Ivy Alvarez gives voice to those starlets of Hollywood when it was Golden when women were shaped and battered and squeezed and shaved and dyed and raped and pressed then pressed harder then harder until they were nothing but celluloid. Actually Alvarez does more than give voice in this deceptively slim chapbook. She gives the starlets portals through which to enter our modern. She revives their haints them by telling their truths and each jump each famous beauty brings us deeper down a rabbit hole and as I read this book my house gave way with the strength and true of these women.

We have an idea of glamor what it must have been like. Ivy Alvarez takes that idea and peels its sides down and splits it open and pries out the bloody fruit. The starlets are no longer slim legs sausaged in war rationed nylon stockings peeking from the door of a sleek new car.

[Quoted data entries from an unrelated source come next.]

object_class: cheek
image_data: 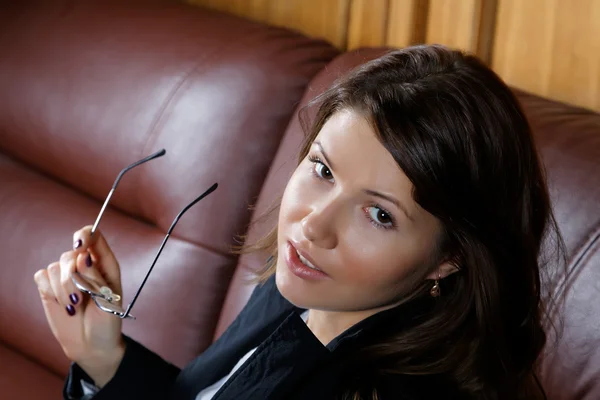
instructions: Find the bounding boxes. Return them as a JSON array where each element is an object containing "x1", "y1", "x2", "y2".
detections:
[
  {"x1": 279, "y1": 166, "x2": 315, "y2": 224},
  {"x1": 338, "y1": 231, "x2": 426, "y2": 288}
]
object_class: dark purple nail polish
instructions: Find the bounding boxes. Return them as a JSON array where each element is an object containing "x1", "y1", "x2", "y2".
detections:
[
  {"x1": 66, "y1": 304, "x2": 76, "y2": 316},
  {"x1": 86, "y1": 253, "x2": 92, "y2": 267},
  {"x1": 74, "y1": 239, "x2": 82, "y2": 249},
  {"x1": 69, "y1": 293, "x2": 79, "y2": 305}
]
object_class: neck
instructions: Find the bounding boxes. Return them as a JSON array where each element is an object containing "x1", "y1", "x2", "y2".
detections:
[{"x1": 306, "y1": 303, "x2": 397, "y2": 346}]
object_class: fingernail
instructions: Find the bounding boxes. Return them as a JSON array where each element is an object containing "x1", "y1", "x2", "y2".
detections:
[
  {"x1": 73, "y1": 239, "x2": 82, "y2": 250},
  {"x1": 66, "y1": 304, "x2": 76, "y2": 316},
  {"x1": 69, "y1": 293, "x2": 79, "y2": 305},
  {"x1": 86, "y1": 253, "x2": 92, "y2": 267}
]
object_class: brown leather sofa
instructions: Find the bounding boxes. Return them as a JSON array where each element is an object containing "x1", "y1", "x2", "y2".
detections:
[{"x1": 0, "y1": 1, "x2": 598, "y2": 399}]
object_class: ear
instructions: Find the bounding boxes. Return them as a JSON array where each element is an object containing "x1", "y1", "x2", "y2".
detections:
[{"x1": 426, "y1": 260, "x2": 460, "y2": 280}]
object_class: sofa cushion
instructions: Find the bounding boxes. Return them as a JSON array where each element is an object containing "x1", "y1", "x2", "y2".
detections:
[
  {"x1": 518, "y1": 90, "x2": 600, "y2": 399},
  {"x1": 540, "y1": 242, "x2": 600, "y2": 400},
  {"x1": 0, "y1": 0, "x2": 338, "y2": 250},
  {"x1": 0, "y1": 343, "x2": 63, "y2": 398},
  {"x1": 0, "y1": 0, "x2": 338, "y2": 378},
  {"x1": 0, "y1": 153, "x2": 232, "y2": 374}
]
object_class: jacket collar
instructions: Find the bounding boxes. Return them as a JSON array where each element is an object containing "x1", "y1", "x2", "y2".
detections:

They are not pearl white teeth ten feet tall on the big screen. They are not gossip and dinners at the Brown Derby and the Hollywood sign pure white and shimmering against the ultra-blue skies of Los Angeles. These starlets are not ours to devour as we shovel popcorn into our already salted mouths. In this book the starlets are not hair nor are they carefully drawn lips nor are they breathy voices. They are as real as our own aunts they are as real as our sisters our broken best friends our diminished and crumpled battle worn mothers. In this book the starlets bleed. They speak not as sirens but as Cassandras. They tell they lose they eat they steal they deliver and pray and want and give and give and give. They tell the truth. In this book they finally become themselves.

What Jayne Mansfield Held

I have too many wants; man-like,
acquisitional. the long, blonde part of me
is greedy for this sunset, the cold valley.
The shadowy slopes might bring snow.
Another lover hands me cypress seeds – cracked, brown bells –
promising luck. How would I know which soil it belongs?

Circling around the time-struck tree, mud at my feet, I spin, arms-out,
rays catching on me, my hair of floss, a malleable quantity.
Oh, baby. There will be a harvest:
tender leaves to sting the tongue
to wonder, a mouthful of silence.

The road tomorrow
ribbon-tied to a broken branch
twisting in the wind.


It is true that I adore Ivy Alvarez’s work her voice and the person she is and I love every book she has written. But this book seems different. In this book Ivy shed her own skin and pulled on the skin of these women who made our idea of Hollywood. In this book Ivy cuts to the bone and spares no emotion. In this book Ivy remembers the truth of a time so wrapped in mythos that very few can say now what happened. She has jumped into the portal and the small becomes huge becomes larger than any one of us.

*****

Rebecca Loudon lives and writes in Seattle. Her most recent book is Cadaver Dogs from No Tell Books.